Tingginya harga minyak mentah sebetulnya membawa keuntungan bagi Indonesia sebagai salah satu negara pengekspor. Indonesia bisa mengambil keuntungan karena selisih biaya produksi yang jauh lebih kecil dibanding harga internasional yang saat ini berada di level sekitar USD 90 per barel. Namun, produksi minyak mentah di tanah air jauh dari dari harapan. Target produksi rata-rata masih di bawah 1 juta barel per hari dari target produksi 1,034 juta barel per hari. Dalam posisi demikian, Indonesia sebetulnya masih aman dari ancaman krisis ekonomi global, sebab sebagai negara pengimpor dan pengeskpor, Indonesia berada di posisi impas.

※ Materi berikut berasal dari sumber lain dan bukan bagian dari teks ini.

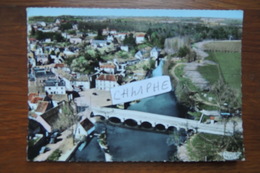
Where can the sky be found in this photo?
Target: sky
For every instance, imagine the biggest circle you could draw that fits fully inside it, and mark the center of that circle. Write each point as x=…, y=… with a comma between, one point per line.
x=236, y=14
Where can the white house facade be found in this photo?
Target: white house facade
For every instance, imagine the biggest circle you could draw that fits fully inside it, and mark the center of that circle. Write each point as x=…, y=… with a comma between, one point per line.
x=106, y=82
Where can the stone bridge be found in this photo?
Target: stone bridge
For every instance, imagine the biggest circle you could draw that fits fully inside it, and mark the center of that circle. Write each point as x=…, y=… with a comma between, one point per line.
x=163, y=122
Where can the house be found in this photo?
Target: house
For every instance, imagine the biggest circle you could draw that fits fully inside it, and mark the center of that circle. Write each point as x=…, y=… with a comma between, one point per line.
x=139, y=55
x=47, y=117
x=98, y=43
x=42, y=107
x=57, y=21
x=83, y=129
x=33, y=99
x=75, y=26
x=139, y=38
x=105, y=31
x=113, y=31
x=41, y=75
x=124, y=48
x=75, y=40
x=81, y=82
x=106, y=82
x=54, y=86
x=108, y=68
x=154, y=53
x=110, y=38
x=121, y=36
x=69, y=53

Namun, bertahan di posisi impas tentu saja sangat rawan, sebab tidak ada jaminan posisi harga tetap apalagi akan turun. Malah, kemungkinan besar harga akan terus mengalami kenaikan selama masih terjadi konflik di timur tengah, yang mengakibatkan kepanikan global karena ancaman berkurangnya suplai. Oleh karena itu, Indonesia mesti beranjak dari kelesuan produksi. Semestinya, yang terjadi adalah Indonesia memproduksi minyak jauh di atas target seperti halnya asumsi harga di APBN 2007 jauh di atas target, yakni selisih sebesar USD 30 per barel dari target USD 60 per barel.
Naiknya harga minyak mentah sangat mempengaruhi APBN. Pasalnya, di APBN terdapat alokasi dana untuk subsidi BBM dan pendapatan dari penjualan berupa ekspor. Selain itu, di APBN terdapat asumsi-asumsi berkenaan dengan harga minyak mentah global dan jumlah produksi dalam negeri. Asumsi harga akan mempengaruhi besarnya subsidi minyak. Di sisi lain, produksi erat kaitannya dengan pos penerimaan negara dari ekspor. Jika peningkatan biaya berupa subsidi lebih tinggi dibanding penerimaan dari kenaikan harga, maka APBN akan timpang. Pos subsidi akan ditingkatkan dengan mengurangi pos pengeluaran lainnya. Akibatnya, pengeluaran pemerintah untuk pembangunan menjadi berkurang. Dana pendidikan, kesehatan, dan peningkatan kesejahtaraan rakyat akan berkurang dan diganti dengan mensubsidi harga minyak di masyarakat.
Peningkatan produksi tidak hanya mendesak tapi juga penting untuk mempertahankan posisi Indonesia sebagai negara pengekspor. Peningkatan produksi dilakukan dengan memperbaiki sarana produksi berupa kelengkapan dan kelayakan penggunaan alat. Selain itu, perlu dilakukan eksplorasi secara intensif untuk menemukan sumber-sumber energi baru. Kebijakan energi, khususnya mengenai terpenuhi kebutuhan minyak di tanah air dengan harga terjangkau menjadi indikator keberhasilan pemerintah memanfaatkan potensi kekayaan alam Indonesia. Kita akui, kekayaan alam berupa minyak belum dikelola dengan baik dan mandiri. Akibatnya, kenyataan di lapangan, minyak kita dieksploitasi oleh perusahaan asing tanpa memberi timbal balik keuntungan yang setimpal bagi kesejahteraan rakyat Indonesia.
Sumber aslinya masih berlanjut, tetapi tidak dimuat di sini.